Played as originally conceived in 1950 as a one-shot affair, the Prisoner's Dilemma's optimal strategy seems cynically simple: rat your buddy out. Defecting, that is, appears to provide the highest percentage in one-shot play, regardless of what the other player does.
The only problem is, the other player's no fool and will logically come up with the same strategy: to defect as well. The result: a three year sentence for both, instead of the one year you'd both receive if you'd cooperated.
But what happens if you had to play the game over again? Axelrod, professor of political science and public policy at the University of Michigan and author of The Evolution of Cooperation, invited professional game theorists to submit strategies to a Prisoner's Dilemma computer tournament. Each entry played every other entry, itself, and RANDOM, a program that "randomly cooperated and defected with equal probability."
The winning entry was submitted by Professor Anatol Rapoport, Ph.D., of the University of Toronto. It was one of the simplest and most famous: tit for tat. A player cooperates on his first move and, on all subsequent moves, simply mirrors his partner's previous move.
Cooperation by the partner ends up being rewarded and defection punished, while redemption (a change of heart on the next move) is always possible. In addition to tit for tat's victory, "nice" strategies in general-never being the first to defect-took the top eight spots in Axelrod's tournament.
Maybe Leo Durocher (who declared that "nice guys finish last") was wrong after all.--J. T.
THE WILD WEST
It's billed as the only game for women. But it's fun, too, when guys join in. So choose your steed and survey the landscape of life as Cowgirls Ride the Trail of Truth.
Its gorgeous board is a map of the old Southwest dotted with such landmarks as Pregnancy Pass, Career Move Hill, Emotion Mountain, Menopause Mountain. Players gather at the roundup to begin their journey to Paradise Ranch. Along the way, they pick up some history, learn about themselves and each other, and share their stories as they meet real cowgirls who settled the West, pictured on the cards drawn with each roll of the die.
"I chose to make the theme cowgirls, because I wanted a game about all the ways women are strong, independent, and adventurous," says Prasuti Kirk, the game's inventor. And conversation is at its heart, as players answer questions about feelings and memories, hopes and ambition--and, yes, sex.
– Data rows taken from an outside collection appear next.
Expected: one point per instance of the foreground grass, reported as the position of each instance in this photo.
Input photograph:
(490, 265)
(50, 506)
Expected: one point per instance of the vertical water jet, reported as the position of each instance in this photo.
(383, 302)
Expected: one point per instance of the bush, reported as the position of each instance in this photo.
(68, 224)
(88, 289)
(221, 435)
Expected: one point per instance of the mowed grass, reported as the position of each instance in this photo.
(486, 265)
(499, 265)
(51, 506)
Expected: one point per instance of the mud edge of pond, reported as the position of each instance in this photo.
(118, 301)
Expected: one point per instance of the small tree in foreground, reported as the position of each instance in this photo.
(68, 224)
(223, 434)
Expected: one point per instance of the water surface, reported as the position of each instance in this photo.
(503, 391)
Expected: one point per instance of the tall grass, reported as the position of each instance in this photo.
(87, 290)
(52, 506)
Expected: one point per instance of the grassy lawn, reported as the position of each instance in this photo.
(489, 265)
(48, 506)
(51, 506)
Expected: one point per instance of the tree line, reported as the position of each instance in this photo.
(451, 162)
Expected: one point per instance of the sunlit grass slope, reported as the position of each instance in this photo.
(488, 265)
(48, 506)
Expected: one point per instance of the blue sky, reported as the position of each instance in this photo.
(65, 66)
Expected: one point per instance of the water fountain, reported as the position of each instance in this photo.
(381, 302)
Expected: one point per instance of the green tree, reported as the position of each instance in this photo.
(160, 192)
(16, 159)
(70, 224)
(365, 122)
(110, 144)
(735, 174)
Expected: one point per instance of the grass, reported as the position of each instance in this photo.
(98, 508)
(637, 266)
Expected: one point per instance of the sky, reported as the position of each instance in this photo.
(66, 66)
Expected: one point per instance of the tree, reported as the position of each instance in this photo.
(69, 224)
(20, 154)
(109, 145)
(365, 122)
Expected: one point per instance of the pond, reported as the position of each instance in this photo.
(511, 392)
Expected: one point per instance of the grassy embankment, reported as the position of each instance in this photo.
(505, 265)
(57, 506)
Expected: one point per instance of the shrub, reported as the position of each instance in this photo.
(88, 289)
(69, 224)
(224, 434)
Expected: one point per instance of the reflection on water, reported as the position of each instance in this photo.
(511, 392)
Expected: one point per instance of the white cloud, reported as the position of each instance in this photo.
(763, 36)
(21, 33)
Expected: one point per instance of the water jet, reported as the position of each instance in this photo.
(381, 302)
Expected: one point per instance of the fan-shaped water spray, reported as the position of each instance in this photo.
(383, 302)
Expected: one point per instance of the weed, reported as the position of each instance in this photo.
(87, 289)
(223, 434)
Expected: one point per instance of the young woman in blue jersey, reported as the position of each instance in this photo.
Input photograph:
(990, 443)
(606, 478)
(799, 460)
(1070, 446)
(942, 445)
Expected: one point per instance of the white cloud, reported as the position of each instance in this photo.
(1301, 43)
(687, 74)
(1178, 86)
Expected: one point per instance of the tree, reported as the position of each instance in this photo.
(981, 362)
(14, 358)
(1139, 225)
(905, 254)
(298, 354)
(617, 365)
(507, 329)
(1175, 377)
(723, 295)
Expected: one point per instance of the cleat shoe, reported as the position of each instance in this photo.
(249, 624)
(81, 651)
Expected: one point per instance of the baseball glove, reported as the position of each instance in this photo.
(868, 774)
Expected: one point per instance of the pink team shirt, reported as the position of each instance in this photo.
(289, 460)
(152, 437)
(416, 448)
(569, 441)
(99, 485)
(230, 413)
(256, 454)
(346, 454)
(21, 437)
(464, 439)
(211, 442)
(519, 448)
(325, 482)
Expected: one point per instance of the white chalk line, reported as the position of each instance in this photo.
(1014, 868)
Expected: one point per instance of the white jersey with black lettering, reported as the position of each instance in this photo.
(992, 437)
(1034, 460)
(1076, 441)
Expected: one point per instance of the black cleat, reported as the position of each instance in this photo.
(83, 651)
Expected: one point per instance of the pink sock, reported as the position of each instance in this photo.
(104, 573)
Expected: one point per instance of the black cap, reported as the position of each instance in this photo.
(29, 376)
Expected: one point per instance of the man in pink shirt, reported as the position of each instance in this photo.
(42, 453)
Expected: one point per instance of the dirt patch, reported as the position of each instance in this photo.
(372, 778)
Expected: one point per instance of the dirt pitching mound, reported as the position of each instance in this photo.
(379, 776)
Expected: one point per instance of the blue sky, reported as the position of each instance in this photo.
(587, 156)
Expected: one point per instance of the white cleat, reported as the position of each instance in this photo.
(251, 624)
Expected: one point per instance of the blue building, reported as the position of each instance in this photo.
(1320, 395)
SAMPLE CATEGORIES AND QUESTIONS: SEX AND BODY: What is the most unusual place where I've made love?
Would I want my friend to tell me if my partner made a pass at her?
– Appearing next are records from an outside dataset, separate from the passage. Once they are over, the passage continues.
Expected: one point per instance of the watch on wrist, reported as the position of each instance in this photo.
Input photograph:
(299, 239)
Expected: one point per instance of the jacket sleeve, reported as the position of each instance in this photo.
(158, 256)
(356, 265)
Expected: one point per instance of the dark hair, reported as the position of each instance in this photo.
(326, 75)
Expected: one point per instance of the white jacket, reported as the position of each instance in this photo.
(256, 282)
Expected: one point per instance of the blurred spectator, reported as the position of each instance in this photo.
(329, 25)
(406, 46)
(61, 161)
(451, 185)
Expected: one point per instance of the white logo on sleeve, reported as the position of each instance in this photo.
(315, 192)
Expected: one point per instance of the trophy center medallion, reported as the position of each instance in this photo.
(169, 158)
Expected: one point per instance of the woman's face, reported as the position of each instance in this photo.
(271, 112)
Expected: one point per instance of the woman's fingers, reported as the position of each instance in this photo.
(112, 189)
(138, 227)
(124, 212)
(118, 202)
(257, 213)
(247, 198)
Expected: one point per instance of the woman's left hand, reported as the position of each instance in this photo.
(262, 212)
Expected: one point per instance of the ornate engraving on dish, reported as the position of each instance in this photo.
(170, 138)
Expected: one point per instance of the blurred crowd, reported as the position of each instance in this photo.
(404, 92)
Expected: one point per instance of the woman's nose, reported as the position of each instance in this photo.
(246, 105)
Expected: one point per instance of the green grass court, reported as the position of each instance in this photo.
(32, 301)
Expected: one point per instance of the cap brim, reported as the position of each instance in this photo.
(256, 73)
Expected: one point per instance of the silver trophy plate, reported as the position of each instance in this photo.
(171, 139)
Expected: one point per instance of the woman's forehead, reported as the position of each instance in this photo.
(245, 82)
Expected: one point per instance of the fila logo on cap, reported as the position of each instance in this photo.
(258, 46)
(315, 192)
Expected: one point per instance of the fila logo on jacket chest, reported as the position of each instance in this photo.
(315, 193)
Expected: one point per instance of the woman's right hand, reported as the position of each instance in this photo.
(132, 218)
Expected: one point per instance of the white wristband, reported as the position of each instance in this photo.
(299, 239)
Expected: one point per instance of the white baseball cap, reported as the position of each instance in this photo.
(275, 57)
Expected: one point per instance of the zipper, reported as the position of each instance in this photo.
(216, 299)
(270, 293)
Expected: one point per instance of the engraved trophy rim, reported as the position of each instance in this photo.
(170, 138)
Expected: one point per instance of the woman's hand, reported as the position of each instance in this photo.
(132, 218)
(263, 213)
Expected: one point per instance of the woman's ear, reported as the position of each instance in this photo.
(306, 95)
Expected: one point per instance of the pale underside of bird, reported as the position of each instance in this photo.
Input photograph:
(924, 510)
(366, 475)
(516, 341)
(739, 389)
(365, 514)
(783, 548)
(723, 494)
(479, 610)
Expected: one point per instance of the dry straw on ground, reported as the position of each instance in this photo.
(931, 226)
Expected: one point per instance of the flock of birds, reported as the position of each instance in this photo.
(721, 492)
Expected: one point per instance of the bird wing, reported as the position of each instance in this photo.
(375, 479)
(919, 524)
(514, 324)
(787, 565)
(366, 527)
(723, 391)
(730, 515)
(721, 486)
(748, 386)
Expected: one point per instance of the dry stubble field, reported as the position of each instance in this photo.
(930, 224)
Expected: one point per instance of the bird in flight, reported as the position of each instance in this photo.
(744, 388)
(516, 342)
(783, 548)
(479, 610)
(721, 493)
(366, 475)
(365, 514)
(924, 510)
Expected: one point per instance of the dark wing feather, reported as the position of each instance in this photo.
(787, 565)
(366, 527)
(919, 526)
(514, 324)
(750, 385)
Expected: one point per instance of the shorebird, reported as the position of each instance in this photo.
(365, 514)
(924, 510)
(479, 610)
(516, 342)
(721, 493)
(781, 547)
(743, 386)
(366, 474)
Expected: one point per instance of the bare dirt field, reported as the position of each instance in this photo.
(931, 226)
HISTORY AND EXPERIENCE: If I were to receive an award, who would I thank?
FAMILY AND FRIENDS: Can I share both my positive and negative feelings with my partner?
SPIRIT: If I woke one morning and found myself a man, what are the first three things I would do?
SHADOW: The biggest mistake I ever made was...
TASTE: Do I throw away old photos of myself if they're not flattering?
"It's rollicking good furl in that sensuous way women are fun," adds Kirk. It's verbal. It's enlightening And it's competitive in a friendly way. You can win without beating your opponents. Show me a man who can do that."